Hello Fleet. We have recently been experiencing some performance issues with our AWS elasticache redis instance. We are running fleet 3.13.3 with just shy of 40,000 nodes registered. Redis Engine CPU usage has been high for a while but then started to spike to 100% for ~4min, then drop down to 60% for ~3 min, then back up. This would cause the Fleet UI to behave very erratically.
We traced the issue to our distributed interval which was set to 30 sec. Once we increased that to 120, redis engine CPU dropped to basically 0 (just under 1%). it seems clear that the 40,000 nodes checking in every 30 seconds was just too much to for redis to handle, though we scaled this to a very large instance when troubleshooting - cache.r6g.16xlarge.
Couple of questions - it seems clear that the check ins that osquery clients do when pinging fleet to look for distributed queries to run definitely hit redis. What exactly is the check in doing and has this been tuned in more modern versions of fleet?
Anyone out there with sizable osquery / Fleet installations have thoughts on what's a 'best practice' for the distributed interval setting? Do enterprise Fleet users generally never run distributed queries and instead take the time to always build packs, or are people just setting the interval in the couple min range and dealing with the delay to get results from ad-hoc UI queries?
04/12/2022, 12:11 AM
Hi Dan, quite a few performance improvements were made since 3.13.0 (btw, I can't find evidence that we published a 3.13.3, are you sure that's the version you are on?)

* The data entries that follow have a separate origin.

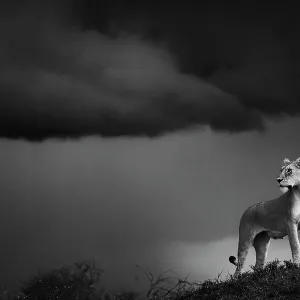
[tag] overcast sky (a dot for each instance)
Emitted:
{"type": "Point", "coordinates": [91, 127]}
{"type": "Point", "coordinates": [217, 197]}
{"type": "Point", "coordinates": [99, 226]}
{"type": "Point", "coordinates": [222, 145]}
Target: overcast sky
{"type": "Point", "coordinates": [139, 134]}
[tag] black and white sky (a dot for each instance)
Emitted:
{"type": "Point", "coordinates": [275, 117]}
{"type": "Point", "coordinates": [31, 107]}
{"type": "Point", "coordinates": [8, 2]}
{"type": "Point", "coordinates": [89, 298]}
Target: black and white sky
{"type": "Point", "coordinates": [138, 132]}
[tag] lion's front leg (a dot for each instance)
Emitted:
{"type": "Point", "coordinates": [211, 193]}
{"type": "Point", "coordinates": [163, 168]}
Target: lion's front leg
{"type": "Point", "coordinates": [292, 231]}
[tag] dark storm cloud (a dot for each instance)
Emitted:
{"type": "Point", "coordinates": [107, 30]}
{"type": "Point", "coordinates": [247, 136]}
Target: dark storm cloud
{"type": "Point", "coordinates": [59, 80]}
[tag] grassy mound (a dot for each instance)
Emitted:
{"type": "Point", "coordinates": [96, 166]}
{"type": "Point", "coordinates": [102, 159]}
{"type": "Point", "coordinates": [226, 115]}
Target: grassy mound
{"type": "Point", "coordinates": [275, 281]}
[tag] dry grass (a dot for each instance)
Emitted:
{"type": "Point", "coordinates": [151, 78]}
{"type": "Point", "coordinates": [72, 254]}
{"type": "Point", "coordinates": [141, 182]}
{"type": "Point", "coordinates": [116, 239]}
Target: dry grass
{"type": "Point", "coordinates": [275, 281]}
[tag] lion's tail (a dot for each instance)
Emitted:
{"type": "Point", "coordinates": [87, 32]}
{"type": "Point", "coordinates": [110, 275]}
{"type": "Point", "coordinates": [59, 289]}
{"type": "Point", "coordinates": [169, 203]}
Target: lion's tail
{"type": "Point", "coordinates": [232, 259]}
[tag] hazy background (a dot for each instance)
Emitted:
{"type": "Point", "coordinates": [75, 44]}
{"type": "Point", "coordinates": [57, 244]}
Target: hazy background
{"type": "Point", "coordinates": [137, 134]}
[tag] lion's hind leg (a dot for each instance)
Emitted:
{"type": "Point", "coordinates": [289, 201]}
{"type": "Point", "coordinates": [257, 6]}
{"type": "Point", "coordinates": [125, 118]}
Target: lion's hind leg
{"type": "Point", "coordinates": [261, 244]}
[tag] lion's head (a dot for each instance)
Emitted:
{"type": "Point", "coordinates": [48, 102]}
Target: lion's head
{"type": "Point", "coordinates": [289, 174]}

Clients hit Redis to determine what, if any, live queries they should run.
We've run quite a few more than 40,000 clients on a fairly moderate Redis instance in our recent load tests (https://github.com/fleetdm/fleet/blob/main/CHANGELOG.md#load-test-infrastructure), with the hosts configured on a 10s
Overall, I'd strongly recommend upgrading as a lot has changed in a year!
04/12/2022, 4:02 PM
also, sorry - 3.13.0
@zwass - would creating labels impact redis or is that all just at the DB. We do have a lot of labels and I think the way we create / recreate them is not super efficient currently, so we are thinking about how to do that better
04/12/2022, 4:29 PM
Labels should be DB only.
04/12/2022, 4:53 PM
one last question zach - when we upgrade to 4.something, which we plan to, we will go to a clustered redis. any rule of thumb on how many primaries to use per X # of machines? Something like - 1 primary redis node per 100,000 machines (for example).